VATICAN CITY (CNS): Adolf Hitler personally ordered one of his senior Nazi officers to arrange the kidnapping of Pope Pius XII toward the end of World War II, according to new information cited by an Italian newspaper.
Instead of carrying out Hitler’s order, the officer met secretly with the pope in May 1944 to warn him of the plot.
A month later, the Nazis were fleeing Rome, and Hitler’s plan could not be carried out.
The reconstruction of the kidnapping scenario was published on January 15 by the Italian Catholic newspaper Avvenire, based on testimony taken by Church experts examining a possible declaration of sainthood for Pope Pius.
Purported plans by the Nazis to abduct or arrest Pope Pius and take him out of Italy first came to light in the Nuremberg trials after World War II, but details have been sketchy.
According to Avvenire, Church experts in Germany looking into the canonisation cause of the wartime pope received sworn testimony on March 24, 1972 from General Karl Friedrich Otto Wolff, head of the Waffen SS, or Nazi elite guard, in Italy.

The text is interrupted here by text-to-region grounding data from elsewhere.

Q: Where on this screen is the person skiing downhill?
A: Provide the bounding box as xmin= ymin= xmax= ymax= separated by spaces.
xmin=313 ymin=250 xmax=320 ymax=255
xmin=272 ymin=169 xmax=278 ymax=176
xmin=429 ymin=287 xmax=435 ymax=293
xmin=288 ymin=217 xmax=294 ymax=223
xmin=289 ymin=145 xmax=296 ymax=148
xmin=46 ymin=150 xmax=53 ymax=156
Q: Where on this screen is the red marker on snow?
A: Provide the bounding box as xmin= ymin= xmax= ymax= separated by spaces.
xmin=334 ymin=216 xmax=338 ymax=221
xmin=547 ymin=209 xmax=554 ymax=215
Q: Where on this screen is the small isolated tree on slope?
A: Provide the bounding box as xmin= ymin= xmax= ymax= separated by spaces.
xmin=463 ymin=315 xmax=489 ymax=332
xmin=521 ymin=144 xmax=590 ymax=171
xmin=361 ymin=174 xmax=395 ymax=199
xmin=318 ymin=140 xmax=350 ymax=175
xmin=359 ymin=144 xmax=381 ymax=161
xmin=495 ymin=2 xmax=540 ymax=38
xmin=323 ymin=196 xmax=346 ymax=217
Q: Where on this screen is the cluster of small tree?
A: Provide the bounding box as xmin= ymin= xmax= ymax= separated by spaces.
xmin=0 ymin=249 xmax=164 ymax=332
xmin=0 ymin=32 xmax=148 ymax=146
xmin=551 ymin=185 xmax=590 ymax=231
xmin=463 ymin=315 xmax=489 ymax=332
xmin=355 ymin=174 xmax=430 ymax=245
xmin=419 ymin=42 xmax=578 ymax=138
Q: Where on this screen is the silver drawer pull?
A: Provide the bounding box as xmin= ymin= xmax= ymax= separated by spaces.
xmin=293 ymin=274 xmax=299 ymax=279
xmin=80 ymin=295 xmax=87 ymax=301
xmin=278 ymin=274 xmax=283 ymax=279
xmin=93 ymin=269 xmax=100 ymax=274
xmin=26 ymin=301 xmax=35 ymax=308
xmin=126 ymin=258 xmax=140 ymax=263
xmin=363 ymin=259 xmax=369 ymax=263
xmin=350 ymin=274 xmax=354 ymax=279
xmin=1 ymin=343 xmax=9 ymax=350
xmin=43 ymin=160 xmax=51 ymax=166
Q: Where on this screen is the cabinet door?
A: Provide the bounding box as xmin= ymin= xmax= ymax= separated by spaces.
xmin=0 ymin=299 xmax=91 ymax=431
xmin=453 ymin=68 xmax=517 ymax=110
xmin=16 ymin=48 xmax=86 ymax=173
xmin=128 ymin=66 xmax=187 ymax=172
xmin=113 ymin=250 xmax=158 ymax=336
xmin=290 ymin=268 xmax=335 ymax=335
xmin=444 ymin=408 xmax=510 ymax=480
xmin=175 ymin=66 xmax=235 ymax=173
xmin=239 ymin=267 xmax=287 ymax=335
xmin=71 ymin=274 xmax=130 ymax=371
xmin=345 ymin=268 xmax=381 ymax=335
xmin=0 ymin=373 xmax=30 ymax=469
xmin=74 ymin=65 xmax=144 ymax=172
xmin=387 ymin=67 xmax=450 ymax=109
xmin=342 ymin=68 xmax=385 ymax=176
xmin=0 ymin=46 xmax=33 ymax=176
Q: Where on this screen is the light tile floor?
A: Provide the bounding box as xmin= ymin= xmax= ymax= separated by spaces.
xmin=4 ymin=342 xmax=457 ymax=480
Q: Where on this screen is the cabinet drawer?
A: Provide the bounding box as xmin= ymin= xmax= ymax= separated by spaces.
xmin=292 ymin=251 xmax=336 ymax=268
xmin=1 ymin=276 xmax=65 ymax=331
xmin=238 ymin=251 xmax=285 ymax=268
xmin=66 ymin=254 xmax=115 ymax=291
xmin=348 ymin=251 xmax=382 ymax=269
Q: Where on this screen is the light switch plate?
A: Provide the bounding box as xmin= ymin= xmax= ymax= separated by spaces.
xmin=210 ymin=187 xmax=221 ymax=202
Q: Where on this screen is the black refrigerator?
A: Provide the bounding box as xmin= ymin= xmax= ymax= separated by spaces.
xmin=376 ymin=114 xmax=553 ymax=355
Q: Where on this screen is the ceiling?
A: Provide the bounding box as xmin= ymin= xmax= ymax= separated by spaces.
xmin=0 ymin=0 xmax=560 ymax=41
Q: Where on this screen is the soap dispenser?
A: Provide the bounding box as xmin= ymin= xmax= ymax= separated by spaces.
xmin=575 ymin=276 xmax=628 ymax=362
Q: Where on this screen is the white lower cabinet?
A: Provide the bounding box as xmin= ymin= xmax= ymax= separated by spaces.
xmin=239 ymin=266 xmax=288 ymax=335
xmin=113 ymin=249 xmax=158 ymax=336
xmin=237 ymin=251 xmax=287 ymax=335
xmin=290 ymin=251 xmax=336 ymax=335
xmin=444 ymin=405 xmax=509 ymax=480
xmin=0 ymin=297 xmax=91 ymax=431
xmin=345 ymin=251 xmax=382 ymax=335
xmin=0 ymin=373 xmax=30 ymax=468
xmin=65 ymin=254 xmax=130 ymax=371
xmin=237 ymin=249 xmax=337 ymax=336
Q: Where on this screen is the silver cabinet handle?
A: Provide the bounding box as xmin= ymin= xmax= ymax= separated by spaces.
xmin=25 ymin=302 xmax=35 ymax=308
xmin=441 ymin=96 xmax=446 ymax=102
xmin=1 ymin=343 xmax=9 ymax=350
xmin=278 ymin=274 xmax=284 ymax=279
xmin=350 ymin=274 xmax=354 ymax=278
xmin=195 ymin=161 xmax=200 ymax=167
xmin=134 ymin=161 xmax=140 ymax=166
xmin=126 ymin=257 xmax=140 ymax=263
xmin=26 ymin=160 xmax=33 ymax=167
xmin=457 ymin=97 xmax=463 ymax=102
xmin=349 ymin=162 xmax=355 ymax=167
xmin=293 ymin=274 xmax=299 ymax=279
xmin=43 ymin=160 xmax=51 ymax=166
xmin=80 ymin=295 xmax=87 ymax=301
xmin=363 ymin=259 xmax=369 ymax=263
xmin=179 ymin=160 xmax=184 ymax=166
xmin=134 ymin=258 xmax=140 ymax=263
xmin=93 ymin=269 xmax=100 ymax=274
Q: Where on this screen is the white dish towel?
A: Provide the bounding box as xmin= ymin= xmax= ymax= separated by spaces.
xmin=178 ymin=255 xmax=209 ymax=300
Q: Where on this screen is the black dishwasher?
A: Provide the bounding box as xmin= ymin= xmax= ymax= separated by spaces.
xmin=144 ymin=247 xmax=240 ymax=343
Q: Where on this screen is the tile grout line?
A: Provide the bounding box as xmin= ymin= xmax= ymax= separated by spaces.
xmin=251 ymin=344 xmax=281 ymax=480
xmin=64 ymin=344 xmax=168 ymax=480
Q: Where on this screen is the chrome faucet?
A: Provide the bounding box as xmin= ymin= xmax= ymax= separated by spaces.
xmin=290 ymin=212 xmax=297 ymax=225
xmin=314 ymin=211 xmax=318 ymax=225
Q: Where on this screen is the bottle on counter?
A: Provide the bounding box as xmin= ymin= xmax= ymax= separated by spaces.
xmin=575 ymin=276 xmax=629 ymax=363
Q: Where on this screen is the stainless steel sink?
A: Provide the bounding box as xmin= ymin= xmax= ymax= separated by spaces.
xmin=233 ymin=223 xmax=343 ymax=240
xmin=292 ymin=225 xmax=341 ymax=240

“I received a personal order from Hitler to kidnap Pope Pius XII,” General Wolff told the Church investigators.
Upon returning to Rome, General Wolff arranged to meet with the pope. After entering the Vatican clandestinely in civilian clothes, General Wolff told the pontiff of Hitler’s order and said he would never carry it out, but he warned the pope to be on guard.
Jesuit Father Peter Gumpel, who is working on the sainthood cause of Pope Pius, told Catholic News Service that General Wolff’s account coincides with other evidence that has emerged about Hitler’s mistrust of the pope and his hatred of the Church.